Acoustic neuroma

 

ROBERT G. OJEMANN

 

 

Acoustic neuromas are the most common tumours in the cerebellopontine angle. They are benign and arise from the Schwann cells of the vestibular nerve in the internal auditory canal. Their growth rate is variable (0–10 mm/year), but they usually grow slowly, gradually extending into the posterior fossa from the internal auditory meatus. Most patients have no family history of schwannoma, and present with a unilateral tumour. Bilateral acoustic neuromas may occur in patients with neurofibromatosis type II, in whom there is usually a family history of the disease.

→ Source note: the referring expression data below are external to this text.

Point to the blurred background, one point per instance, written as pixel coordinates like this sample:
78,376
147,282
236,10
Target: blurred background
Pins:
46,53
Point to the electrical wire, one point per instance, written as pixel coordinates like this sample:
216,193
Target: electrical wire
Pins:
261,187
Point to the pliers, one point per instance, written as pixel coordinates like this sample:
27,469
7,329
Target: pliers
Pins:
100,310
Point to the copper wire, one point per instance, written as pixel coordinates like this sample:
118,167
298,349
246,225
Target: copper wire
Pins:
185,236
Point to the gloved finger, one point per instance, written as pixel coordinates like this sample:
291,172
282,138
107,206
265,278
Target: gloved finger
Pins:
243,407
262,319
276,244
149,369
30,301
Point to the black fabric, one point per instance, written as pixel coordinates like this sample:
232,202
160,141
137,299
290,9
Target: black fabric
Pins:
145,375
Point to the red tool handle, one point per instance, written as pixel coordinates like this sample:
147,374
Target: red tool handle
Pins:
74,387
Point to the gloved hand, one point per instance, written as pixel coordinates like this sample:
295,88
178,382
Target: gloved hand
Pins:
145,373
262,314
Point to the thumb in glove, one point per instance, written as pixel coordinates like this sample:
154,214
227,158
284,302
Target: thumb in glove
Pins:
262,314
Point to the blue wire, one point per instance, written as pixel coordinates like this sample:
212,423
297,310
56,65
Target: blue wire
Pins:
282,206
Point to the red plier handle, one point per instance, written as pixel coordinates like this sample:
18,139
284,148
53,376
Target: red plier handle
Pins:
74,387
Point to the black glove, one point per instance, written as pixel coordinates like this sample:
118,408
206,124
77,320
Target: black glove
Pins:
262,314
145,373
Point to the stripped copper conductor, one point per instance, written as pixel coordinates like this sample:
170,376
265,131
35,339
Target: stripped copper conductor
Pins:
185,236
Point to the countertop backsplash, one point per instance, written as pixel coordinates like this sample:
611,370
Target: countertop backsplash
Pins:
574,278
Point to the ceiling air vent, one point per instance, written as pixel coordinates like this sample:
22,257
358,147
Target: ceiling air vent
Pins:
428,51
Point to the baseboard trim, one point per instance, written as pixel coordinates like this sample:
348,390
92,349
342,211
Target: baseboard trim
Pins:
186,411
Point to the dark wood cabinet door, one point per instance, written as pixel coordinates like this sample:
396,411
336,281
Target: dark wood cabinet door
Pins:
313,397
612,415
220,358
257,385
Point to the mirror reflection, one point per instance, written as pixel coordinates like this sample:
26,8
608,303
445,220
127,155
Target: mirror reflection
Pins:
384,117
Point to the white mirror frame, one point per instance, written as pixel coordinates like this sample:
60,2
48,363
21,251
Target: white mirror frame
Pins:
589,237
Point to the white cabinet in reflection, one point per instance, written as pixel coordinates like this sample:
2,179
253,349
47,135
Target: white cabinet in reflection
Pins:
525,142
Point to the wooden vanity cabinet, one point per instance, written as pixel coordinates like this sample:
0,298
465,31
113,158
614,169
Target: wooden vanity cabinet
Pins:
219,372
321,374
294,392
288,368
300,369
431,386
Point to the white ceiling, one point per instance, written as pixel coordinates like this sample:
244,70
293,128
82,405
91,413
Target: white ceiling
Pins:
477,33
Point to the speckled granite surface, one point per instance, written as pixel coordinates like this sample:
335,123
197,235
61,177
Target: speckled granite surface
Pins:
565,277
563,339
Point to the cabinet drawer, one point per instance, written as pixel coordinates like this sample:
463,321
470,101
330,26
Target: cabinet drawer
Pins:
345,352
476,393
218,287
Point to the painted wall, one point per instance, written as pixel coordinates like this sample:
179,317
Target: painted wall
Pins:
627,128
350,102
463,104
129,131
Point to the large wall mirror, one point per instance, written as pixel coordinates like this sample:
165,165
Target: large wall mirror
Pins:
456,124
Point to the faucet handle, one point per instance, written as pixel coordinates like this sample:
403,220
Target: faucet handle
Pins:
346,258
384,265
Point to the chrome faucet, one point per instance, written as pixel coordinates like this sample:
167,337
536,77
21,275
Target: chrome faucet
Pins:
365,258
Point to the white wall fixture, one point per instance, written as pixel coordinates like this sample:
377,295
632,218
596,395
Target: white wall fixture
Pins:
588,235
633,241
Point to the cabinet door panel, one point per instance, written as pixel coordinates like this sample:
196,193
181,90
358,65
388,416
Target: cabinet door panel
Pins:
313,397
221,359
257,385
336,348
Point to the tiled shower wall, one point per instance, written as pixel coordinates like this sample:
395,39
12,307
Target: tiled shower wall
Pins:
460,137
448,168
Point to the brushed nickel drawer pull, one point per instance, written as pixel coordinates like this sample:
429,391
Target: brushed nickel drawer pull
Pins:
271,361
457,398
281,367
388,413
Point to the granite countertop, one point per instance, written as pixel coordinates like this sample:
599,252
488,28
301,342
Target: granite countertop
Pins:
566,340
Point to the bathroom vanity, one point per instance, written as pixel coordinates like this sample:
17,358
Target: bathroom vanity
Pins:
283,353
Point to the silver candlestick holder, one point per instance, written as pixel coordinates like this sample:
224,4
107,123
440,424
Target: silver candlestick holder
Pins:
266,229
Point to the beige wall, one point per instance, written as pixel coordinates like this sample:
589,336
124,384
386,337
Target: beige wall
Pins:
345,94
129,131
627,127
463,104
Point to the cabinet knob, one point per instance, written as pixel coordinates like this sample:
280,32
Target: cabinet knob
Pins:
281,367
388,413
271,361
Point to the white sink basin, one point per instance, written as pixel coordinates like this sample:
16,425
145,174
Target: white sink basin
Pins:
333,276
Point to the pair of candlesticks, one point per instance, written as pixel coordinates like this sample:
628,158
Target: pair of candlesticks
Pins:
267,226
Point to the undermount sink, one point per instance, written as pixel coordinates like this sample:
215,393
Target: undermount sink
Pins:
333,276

Such patients often suffer from other tumours of the central nervous system.

 

CLINICAL FEATURES

The first symptom noted by most patients is a gradual loss of hearing. Difficulty in understanding words, often first noted when using the telephone, is frequently recorded in the history. In a few patients the hearing loss may be sudden or may fluctuate. Tinnitus is also a common symptom. Dizziness, unsteadiness, vertigo, and fullness or discomfort in the ear may be noted.

 

As the tumour grows into the posterior fossa numbness of the face may occur due to compression of the fifth cranial nerve. Occasionally tic-like facial pain occurs. Although the facial nerve is always compressed by the tumour, symptoms related to this nerve are not common. Large tumours may cause difficulty with balance and co-ordination, diplopia, trouble in swallowing, or hydrocephalus. Hearing loss may be the only symptom, however, even in a patient with a large tumour.

 

DIAGNOSIS

The pure-tone audiogram usually shows a high frequency hearing loss, but there is no diagnostic pattern and occasionally the study is normal. Speech discrimination is usually reduced, and the results of brain-stem auditory evoked response testing are abnormal in almost all patients. The diagnosis is established by MRI with gadolinium enhancement (Fig. 1) 2286. The MRI scan clearly shows tumours as small as a few millimetres in diameter (Fig. 2) 2287. CT scanning with intravenous contrast defines many tumours, but often misses small acoustic neuromas. Most tumours are solid, but a few have a cystic component.

 

TREATMENT

Three treatment options are available. For most patients the recommended treatment is surgery. Careful preoperative preparation, the use of microneurosurgical techniques, excellent neuroanaesthesia, and specialized postoperative care have significantly reduced the incidence of mortality and serious morbidity associated with such surgery. Focused radiation therapy has been used to treat enlarging tumours in some elderly patients and those with recurrent tumours. MRI scans and periodic clinical evaluation may be recommended in some patients who have a long clinical history and only hearing loss, those with minimal symptoms, and in some elderly patients in whom the growth rate may be slower.

 

The acoustic neuroma is usually approached via a suboccipital craniotomy: this is the safest method for tumours that extend more than 1 cm into the posterior fossa. It is also used in all patients in whom an attempt is being made to save hearing. A translabyrinthine approach may be used for the resection of small tumours in patients with no useful hearing. Some surgeons use the translabyrinthine or combined translabyrinthine-suboccipital approach for excision of large tumours.

 

Preservation of the facial nerve is now possible in a high percentage of patients, although some, especially those with large tumours, may suffer temporary facial paralysis which can take up to a year to recover. A high percentage of patients with small (extension into the posterior fossa of less than 1.5 cm) or medium (1.5–2.5 cm) tumours retain good facial nerve function, and more than half of those with large tumours make a good recovery. Preservation of facial nerve function is helped by the use of intra-operative monitoring.

 

Cochlear nerve function can be preserved in some patients with small tumours and who have reasonable hearing before surgery. The ability to hear depends not only on the integrity of the cochlear nerve, but also on the internal auditory blood supply that enters through the internal auditory canal. Continuous intra-operative monitoring of auditory nerve function may help to preserve hearing.

 

FURTHER READING

Ojemann RG, Martuza RL. Acoustic neuroma. In Youmans JR, ed. Neurological Surgery (3rd edn) Philadelphia: W. B. Saunders, 1990: 3316–50.

Ojemann RG, Levine RA, Montgomery WM, McGaffign P. Use of intraoperative auditory evoked potentials to preserve hearing in unilateral acoustic neuroma removal. J Neurosurg 1984; 61: 938–48.